Saturday

After I had dropped Katy at the baby shop to follow the family tradition, I drove into town to try to take all 5 to Stourbridge Fair. I’d heard about it for a while, and driven past the Leper Chapel many times, but somehow never got to either.

We managed to arrive there 2 hours early – we had somehow been told the time for stallholders to arrive rather than proper opening times. The air cadets were being stewards, and their nice officer told me about a playground that was only a few minutes’ walk away. It happened to take us by where we got the cats a long time ago – the swings was more of a draw than going round so we pressed on.

It was a good playground – a nice small people’s bit and a bigger people’s bit. Occasionally an eight would row by or the big tourist boat. I kept them happy and occupied until it was time to go back.

(I’ve now had 2 attempts by WordPress to eat this entry, so I’ll keep it short and quit while I’m winning.)

We saw quite a few Kentwellies, one of K’s nursery school teachers who’s also a story-teller in her spare time so she dragged the big 4 off while I wandered with A in the sling. A colleague turned up in full 13th century gear (chainmail, sword etc.) with his partner as they do SCA and thought they could show some sword stuff, but there wasn’t room for it. I encouraged them to visit Kentwell, and I hope the bigger scale and variety will appeal more than the rules and strictness might put them off.

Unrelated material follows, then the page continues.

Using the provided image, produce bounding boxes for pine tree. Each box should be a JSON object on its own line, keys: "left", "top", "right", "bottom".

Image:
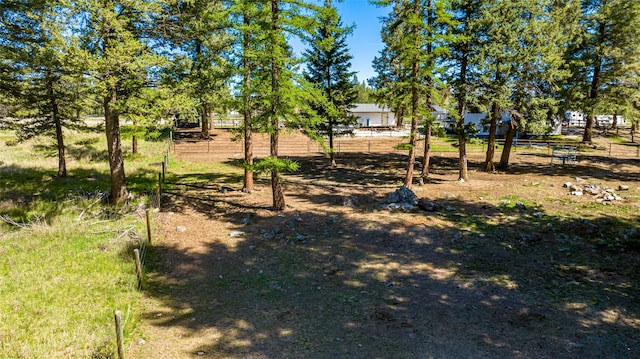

There were some proctors, who had nice equipment from the past police / weights and measure duties (a halberd, a big book of statutes, and a set of weights). They claimed to be the oldest police force in the world; I just thought that they were some nice blokes just short of retirement in fancy clothes with a couple of polearms. Very Cambridge.

I also had a nice chat with a traditional woodworker – encouraged him to visit Kentwell too. He asked me which of his tools would be used at Kentwell, and quite a few would: spoke shave, pole lathe, brace and bit, adze, bow saw and a huge axe and wedges for splitting wood – all lovely, lovely things – beautiful, nothing manly or powered by electricity, and able to produce excellent things in skilled hands.

Then off to the car via a stall I had spotted selling homemade plum and X fruit leather. At the car I turned the raw materials that Katy had packed into cold hot dogs (with ketchup 🙂 ), and then crawled through the traffic to pick up Katy late.